LIVE REPORTGREEN STAGE7/26 FRI
From protégé to Queen
Janelle Monáe made her debut at this year’s Fuji Rock and in the process probably achieved a few other firsts: for one, she may well be one of the first openly queer woman to play the main stage at the festival, and certainly a act which featured the largest number of black female performers on the Green Stage.
Appearing on a stepped white podium the strains of “Space Odyssey”, Monáe rocked a red white and black PVC jacket and round sunglasses, a get-up that together with robot-esque dance moves was the first in a set that nodded openly to the influence of Michael Jackson.
Meanwhile, opening song “Dirty Computer” signaled that the funk of her earlier career was going to take a backseat to numbers from her acclaimed 2018 album “Dirty Computer”, at least for the first few songs.
The first act was a slick glide through “Dirty Computer” highlights including the eponymous first track and “Crazy, Classic Life” followed by “Screwed”, a number that echoed many a punter’s feeling that they “wanna get screwed at a festival”. Backed by an all female band, it was pop at it’s best: well-polished, yet simple catchy riffs, founded on effortless complexity and some serious musical chops. Monáe herself possesses a powerful and fiery voice that is the perfect instrument with which to launch her call-to-arms through a mix of soaring vocals and rapped lyrics.
Changing outfits for the second act, Monáe sang “Q.U.E.E.N” from a golden throne atop her podium and the show then dove into the Prince-inspired 80s synth and clicks of earlier songs like “Electric Lady”, where Monáe was flanked by her horn section. In one of many nods to collaborator Prince, the act finished with the guitar solo from “Purple Rain”, sending chills across the early evening Green Stage crowd.

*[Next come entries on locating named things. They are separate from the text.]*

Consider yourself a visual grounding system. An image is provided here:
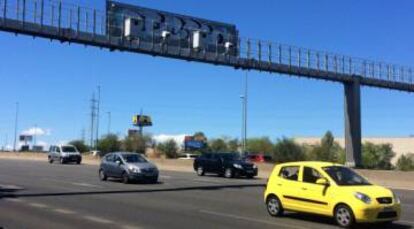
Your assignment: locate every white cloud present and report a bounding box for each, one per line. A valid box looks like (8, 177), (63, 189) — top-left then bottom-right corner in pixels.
(22, 127), (50, 136)
(153, 134), (188, 146)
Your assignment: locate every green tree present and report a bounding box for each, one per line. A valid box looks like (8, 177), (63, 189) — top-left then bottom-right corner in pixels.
(273, 138), (305, 162)
(121, 134), (153, 154)
(227, 138), (240, 152)
(69, 140), (89, 153)
(397, 153), (414, 171)
(307, 131), (345, 163)
(362, 142), (395, 169)
(247, 137), (273, 154)
(157, 139), (178, 158)
(98, 134), (121, 155)
(208, 138), (228, 153)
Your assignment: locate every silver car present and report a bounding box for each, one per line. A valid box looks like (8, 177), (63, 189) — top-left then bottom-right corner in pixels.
(99, 152), (159, 184)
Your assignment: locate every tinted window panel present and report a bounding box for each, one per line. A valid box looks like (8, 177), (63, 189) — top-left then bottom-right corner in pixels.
(279, 166), (299, 181)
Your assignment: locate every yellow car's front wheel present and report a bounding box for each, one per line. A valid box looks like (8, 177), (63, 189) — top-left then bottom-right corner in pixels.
(266, 195), (283, 217)
(335, 204), (355, 228)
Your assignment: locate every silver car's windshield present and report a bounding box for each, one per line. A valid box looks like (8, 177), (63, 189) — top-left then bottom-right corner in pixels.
(122, 154), (147, 163)
(62, 146), (78, 153)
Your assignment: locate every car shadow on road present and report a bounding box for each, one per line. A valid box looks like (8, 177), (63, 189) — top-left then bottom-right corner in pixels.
(1, 183), (264, 198)
(284, 212), (413, 229)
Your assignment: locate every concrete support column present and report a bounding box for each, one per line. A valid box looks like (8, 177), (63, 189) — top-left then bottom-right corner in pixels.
(344, 77), (362, 168)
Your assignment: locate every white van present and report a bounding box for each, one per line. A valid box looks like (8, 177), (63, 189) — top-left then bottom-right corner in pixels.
(47, 145), (82, 164)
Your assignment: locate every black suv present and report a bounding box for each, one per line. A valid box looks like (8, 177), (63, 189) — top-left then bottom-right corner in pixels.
(193, 153), (258, 178)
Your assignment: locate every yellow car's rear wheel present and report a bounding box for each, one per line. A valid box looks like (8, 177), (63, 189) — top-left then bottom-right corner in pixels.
(266, 195), (283, 217)
(335, 204), (355, 228)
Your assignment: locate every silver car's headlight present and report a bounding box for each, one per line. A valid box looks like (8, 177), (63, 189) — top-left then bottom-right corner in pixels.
(392, 192), (401, 204)
(128, 165), (141, 173)
(354, 192), (371, 204)
(233, 164), (243, 169)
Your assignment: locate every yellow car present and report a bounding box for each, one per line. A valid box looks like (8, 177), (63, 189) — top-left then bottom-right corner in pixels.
(264, 162), (401, 227)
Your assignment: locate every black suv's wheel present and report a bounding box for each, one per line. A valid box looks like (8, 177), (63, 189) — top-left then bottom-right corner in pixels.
(335, 204), (355, 228)
(197, 166), (205, 176)
(99, 169), (108, 181)
(224, 168), (234, 178)
(266, 196), (283, 217)
(122, 173), (129, 184)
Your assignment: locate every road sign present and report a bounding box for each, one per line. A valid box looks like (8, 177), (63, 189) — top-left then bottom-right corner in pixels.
(106, 1), (239, 56)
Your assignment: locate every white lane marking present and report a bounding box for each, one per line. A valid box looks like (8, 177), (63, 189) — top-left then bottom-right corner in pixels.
(160, 175), (171, 179)
(192, 178), (224, 184)
(390, 185), (414, 191)
(122, 225), (142, 229)
(0, 184), (23, 190)
(29, 203), (49, 208)
(83, 216), (115, 224)
(5, 198), (24, 203)
(199, 210), (309, 229)
(53, 208), (76, 215)
(397, 220), (414, 226)
(71, 182), (101, 188)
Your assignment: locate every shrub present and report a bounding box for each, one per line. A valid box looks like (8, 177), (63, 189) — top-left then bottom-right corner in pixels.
(273, 138), (305, 162)
(121, 134), (152, 154)
(362, 142), (395, 169)
(98, 134), (121, 155)
(397, 153), (414, 171)
(307, 131), (345, 163)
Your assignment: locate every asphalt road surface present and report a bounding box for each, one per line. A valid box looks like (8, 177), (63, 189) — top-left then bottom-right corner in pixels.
(0, 160), (414, 229)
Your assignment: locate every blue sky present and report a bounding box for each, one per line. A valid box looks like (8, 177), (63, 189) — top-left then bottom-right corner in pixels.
(0, 0), (414, 145)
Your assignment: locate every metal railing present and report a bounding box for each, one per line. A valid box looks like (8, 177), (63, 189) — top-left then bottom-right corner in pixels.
(0, 0), (414, 84)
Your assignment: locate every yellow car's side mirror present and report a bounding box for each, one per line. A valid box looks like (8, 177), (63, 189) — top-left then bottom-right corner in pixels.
(316, 178), (329, 186)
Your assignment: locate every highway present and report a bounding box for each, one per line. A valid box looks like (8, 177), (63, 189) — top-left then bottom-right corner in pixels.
(0, 160), (414, 229)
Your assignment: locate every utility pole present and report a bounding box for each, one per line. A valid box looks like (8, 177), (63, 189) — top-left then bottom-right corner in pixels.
(240, 71), (248, 155)
(32, 124), (37, 150)
(90, 93), (96, 148)
(95, 86), (101, 149)
(13, 102), (19, 152)
(106, 111), (111, 135)
(138, 108), (144, 137)
(81, 128), (86, 143)
(3, 134), (9, 151)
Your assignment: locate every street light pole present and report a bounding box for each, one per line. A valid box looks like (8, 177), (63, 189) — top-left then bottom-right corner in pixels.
(95, 85), (101, 149)
(107, 111), (111, 135)
(13, 102), (19, 152)
(240, 71), (248, 154)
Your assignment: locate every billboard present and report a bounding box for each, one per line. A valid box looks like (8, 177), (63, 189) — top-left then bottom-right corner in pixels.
(184, 136), (206, 151)
(132, 115), (152, 127)
(19, 134), (33, 142)
(106, 0), (239, 56)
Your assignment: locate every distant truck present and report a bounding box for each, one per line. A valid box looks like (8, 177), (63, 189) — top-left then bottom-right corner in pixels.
(193, 153), (258, 178)
(47, 145), (82, 164)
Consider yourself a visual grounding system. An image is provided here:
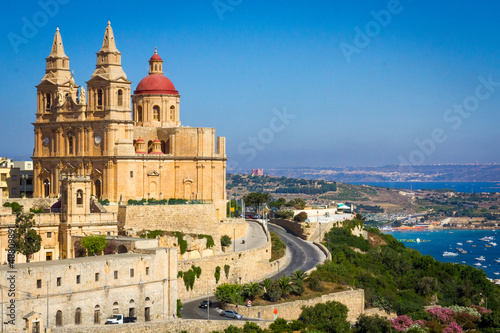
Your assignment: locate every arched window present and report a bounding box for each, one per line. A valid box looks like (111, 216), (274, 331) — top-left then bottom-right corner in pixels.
(161, 140), (168, 154)
(113, 302), (120, 314)
(76, 190), (83, 205)
(94, 305), (101, 325)
(137, 105), (142, 123)
(75, 308), (82, 325)
(128, 299), (135, 317)
(56, 310), (62, 326)
(68, 135), (74, 155)
(43, 179), (50, 198)
(94, 179), (101, 199)
(97, 89), (102, 109)
(170, 105), (175, 121)
(148, 140), (153, 154)
(118, 89), (123, 106)
(45, 93), (52, 110)
(153, 105), (160, 121)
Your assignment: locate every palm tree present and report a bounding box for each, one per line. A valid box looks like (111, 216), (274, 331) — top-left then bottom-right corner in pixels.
(278, 276), (293, 297)
(243, 282), (262, 301)
(292, 270), (307, 282)
(262, 278), (271, 293)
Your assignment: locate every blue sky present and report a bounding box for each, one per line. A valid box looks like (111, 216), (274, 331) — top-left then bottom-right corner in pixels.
(0, 0), (500, 168)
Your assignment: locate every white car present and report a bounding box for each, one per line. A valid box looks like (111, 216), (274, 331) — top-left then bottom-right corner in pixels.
(220, 310), (243, 319)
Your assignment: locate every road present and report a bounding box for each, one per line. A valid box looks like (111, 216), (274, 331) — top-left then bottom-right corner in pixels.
(182, 219), (325, 321)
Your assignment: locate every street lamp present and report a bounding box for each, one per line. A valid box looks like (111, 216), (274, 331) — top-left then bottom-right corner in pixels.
(236, 276), (241, 308)
(21, 173), (29, 197)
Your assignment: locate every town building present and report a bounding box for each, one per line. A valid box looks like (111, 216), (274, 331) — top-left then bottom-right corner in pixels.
(31, 22), (227, 219)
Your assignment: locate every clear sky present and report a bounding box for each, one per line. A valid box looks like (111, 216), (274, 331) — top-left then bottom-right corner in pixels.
(0, 0), (500, 168)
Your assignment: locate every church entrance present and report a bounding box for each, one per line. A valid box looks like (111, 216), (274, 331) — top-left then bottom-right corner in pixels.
(94, 179), (102, 199)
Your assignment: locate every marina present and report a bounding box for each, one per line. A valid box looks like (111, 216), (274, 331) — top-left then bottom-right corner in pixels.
(384, 229), (500, 279)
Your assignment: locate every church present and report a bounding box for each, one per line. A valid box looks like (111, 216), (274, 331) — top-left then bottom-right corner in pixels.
(32, 22), (227, 219)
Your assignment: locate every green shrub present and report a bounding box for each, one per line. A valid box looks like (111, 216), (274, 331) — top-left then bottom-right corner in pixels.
(198, 235), (215, 249)
(220, 235), (233, 246)
(266, 280), (282, 302)
(293, 212), (307, 222)
(274, 210), (293, 220)
(177, 299), (182, 318)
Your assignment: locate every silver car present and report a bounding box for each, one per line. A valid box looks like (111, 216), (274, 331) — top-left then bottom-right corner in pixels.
(220, 310), (243, 319)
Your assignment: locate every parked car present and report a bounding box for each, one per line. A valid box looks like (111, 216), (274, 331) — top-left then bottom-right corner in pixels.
(105, 314), (137, 325)
(200, 300), (212, 309)
(220, 310), (243, 319)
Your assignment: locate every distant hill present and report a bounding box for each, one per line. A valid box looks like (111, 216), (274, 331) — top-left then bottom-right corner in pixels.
(250, 164), (500, 182)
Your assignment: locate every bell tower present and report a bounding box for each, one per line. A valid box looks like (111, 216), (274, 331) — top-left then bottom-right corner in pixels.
(87, 21), (132, 120)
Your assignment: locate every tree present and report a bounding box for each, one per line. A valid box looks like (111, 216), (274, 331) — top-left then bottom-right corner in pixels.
(220, 235), (233, 246)
(82, 235), (107, 255)
(14, 213), (42, 262)
(243, 192), (271, 212)
(299, 302), (351, 333)
(353, 314), (392, 333)
(266, 280), (281, 302)
(215, 283), (240, 304)
(243, 282), (262, 301)
(293, 212), (307, 222)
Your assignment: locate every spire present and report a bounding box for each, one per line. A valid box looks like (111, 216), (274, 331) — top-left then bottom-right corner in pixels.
(49, 27), (68, 58)
(101, 21), (118, 52)
(149, 47), (163, 74)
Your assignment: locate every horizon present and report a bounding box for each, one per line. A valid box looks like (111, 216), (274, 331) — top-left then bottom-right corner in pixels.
(0, 0), (500, 170)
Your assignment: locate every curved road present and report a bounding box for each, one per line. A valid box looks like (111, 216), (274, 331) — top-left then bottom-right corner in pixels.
(182, 220), (325, 321)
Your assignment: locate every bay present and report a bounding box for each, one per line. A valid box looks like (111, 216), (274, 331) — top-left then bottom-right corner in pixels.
(385, 229), (500, 279)
(347, 182), (500, 193)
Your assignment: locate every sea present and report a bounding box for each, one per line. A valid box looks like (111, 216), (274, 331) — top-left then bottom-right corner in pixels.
(385, 229), (500, 279)
(348, 182), (500, 193)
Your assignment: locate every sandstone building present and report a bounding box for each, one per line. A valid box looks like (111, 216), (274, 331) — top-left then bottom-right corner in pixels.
(33, 22), (227, 219)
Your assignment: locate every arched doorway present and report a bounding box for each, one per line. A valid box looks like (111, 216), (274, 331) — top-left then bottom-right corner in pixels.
(43, 179), (50, 198)
(118, 245), (128, 253)
(94, 179), (102, 199)
(56, 310), (62, 326)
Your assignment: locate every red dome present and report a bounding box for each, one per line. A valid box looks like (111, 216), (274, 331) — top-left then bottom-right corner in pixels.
(149, 53), (161, 61)
(134, 75), (179, 95)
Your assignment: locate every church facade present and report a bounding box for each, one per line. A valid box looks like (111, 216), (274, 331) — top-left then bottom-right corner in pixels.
(32, 22), (227, 218)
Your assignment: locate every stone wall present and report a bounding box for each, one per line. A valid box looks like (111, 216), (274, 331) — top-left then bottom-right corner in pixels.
(219, 219), (248, 239)
(0, 249), (177, 331)
(271, 219), (318, 240)
(118, 204), (221, 252)
(177, 242), (286, 301)
(3, 198), (58, 212)
(227, 289), (365, 323)
(48, 319), (270, 333)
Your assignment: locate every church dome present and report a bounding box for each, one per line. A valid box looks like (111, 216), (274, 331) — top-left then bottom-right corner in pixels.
(134, 48), (179, 95)
(134, 74), (179, 95)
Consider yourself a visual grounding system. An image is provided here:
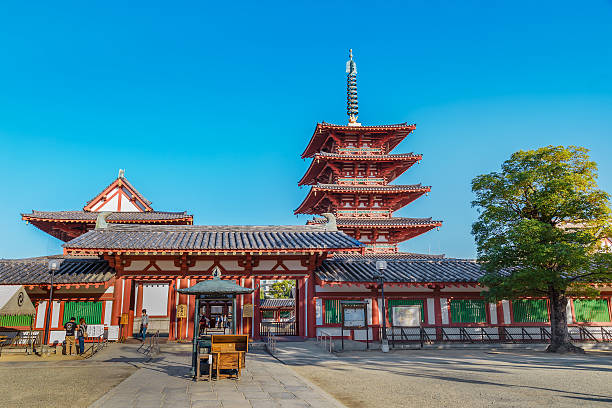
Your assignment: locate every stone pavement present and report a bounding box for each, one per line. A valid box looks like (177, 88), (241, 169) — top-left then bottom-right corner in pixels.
(91, 348), (343, 408)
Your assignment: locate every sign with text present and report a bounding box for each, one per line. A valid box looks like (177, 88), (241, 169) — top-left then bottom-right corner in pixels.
(341, 302), (368, 327)
(242, 303), (253, 317)
(176, 304), (187, 319)
(391, 306), (421, 327)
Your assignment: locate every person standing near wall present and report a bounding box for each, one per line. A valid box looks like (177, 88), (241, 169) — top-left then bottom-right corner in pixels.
(77, 317), (87, 354)
(140, 309), (149, 343)
(64, 317), (77, 356)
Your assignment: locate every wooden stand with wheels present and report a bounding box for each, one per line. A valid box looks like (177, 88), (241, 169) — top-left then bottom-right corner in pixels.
(196, 354), (215, 382)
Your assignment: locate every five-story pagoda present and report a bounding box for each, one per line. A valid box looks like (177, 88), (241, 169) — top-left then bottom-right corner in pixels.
(295, 50), (442, 253)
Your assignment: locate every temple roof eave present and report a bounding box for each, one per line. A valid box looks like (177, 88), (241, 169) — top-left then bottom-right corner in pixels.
(302, 122), (416, 159)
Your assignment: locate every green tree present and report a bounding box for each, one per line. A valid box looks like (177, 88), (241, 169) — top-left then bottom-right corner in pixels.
(472, 146), (612, 352)
(270, 280), (295, 299)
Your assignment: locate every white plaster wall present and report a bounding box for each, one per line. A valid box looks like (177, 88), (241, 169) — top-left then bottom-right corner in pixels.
(427, 298), (436, 324)
(36, 300), (47, 329)
(104, 300), (113, 326)
(142, 283), (170, 316)
(315, 298), (323, 326)
(96, 190), (119, 212)
(489, 303), (497, 324)
(121, 198), (142, 212)
(502, 300), (511, 324)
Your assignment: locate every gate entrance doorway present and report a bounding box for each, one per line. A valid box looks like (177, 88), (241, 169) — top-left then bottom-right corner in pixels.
(259, 280), (298, 337)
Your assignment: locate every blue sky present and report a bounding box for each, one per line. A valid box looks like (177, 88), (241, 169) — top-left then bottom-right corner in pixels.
(0, 0), (612, 258)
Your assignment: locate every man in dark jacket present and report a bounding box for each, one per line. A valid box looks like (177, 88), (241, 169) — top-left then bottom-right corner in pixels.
(64, 317), (76, 356)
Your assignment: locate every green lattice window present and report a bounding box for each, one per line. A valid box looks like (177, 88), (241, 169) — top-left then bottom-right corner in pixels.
(450, 299), (487, 323)
(325, 299), (342, 324)
(574, 299), (610, 323)
(0, 315), (34, 327)
(261, 310), (274, 319)
(512, 299), (548, 323)
(63, 302), (102, 324)
(387, 299), (425, 324)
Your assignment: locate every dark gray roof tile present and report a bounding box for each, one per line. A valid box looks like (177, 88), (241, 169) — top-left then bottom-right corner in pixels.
(64, 224), (364, 251)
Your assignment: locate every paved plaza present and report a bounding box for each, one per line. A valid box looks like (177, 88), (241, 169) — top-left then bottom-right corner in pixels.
(277, 342), (612, 408)
(91, 346), (342, 408)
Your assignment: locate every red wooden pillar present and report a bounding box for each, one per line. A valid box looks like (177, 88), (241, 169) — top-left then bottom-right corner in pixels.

The next costume change saw Monáe and her dancers return to the stage wearing the pink pussy trousers from her video for “Pynk”. Given the dim view that Japanese obscenity laws take of female genitalia, one wondered how closely Monáe skirted a slap on the wrist with this move. Perhaps though, things were just astute enough, after all, she wasn’t creating a canoe base on 3D renderings of her vulva. The vibe in this midsection was playful, celebratory and sexy with “Yoga” asking us to reconsider all those vinyasas and tree-poses going on at the Pyramid Garden stage every morning.
Bringing as she does a championing of female empowerment and an agenda that promotes equality in race, gender, sexuality and ability, Monáe’s open celebration of femininity was refreshing and fun, especially in a country which languishes low on international measures of such things.
Ending the set with songs including “Make Me Feel” and “Tightrope” Monáe threw in some final musical references: the guitar riff she played on “Make Me Feel” a thrilling Prince riff, Moonwalking across the stage with her dance troupe and the wind section throwing in some James Brown for good measure. She basked in her finale, pulling out the final notes of “Come Alive” as she struck a pose with her microphone.
Janelle Monáe was a striking addition to the Friday line-up, a performance that was consummate pop entertainment – visually striking, musically spectacular and unlike much else the Green Stage has seen for quite a few years.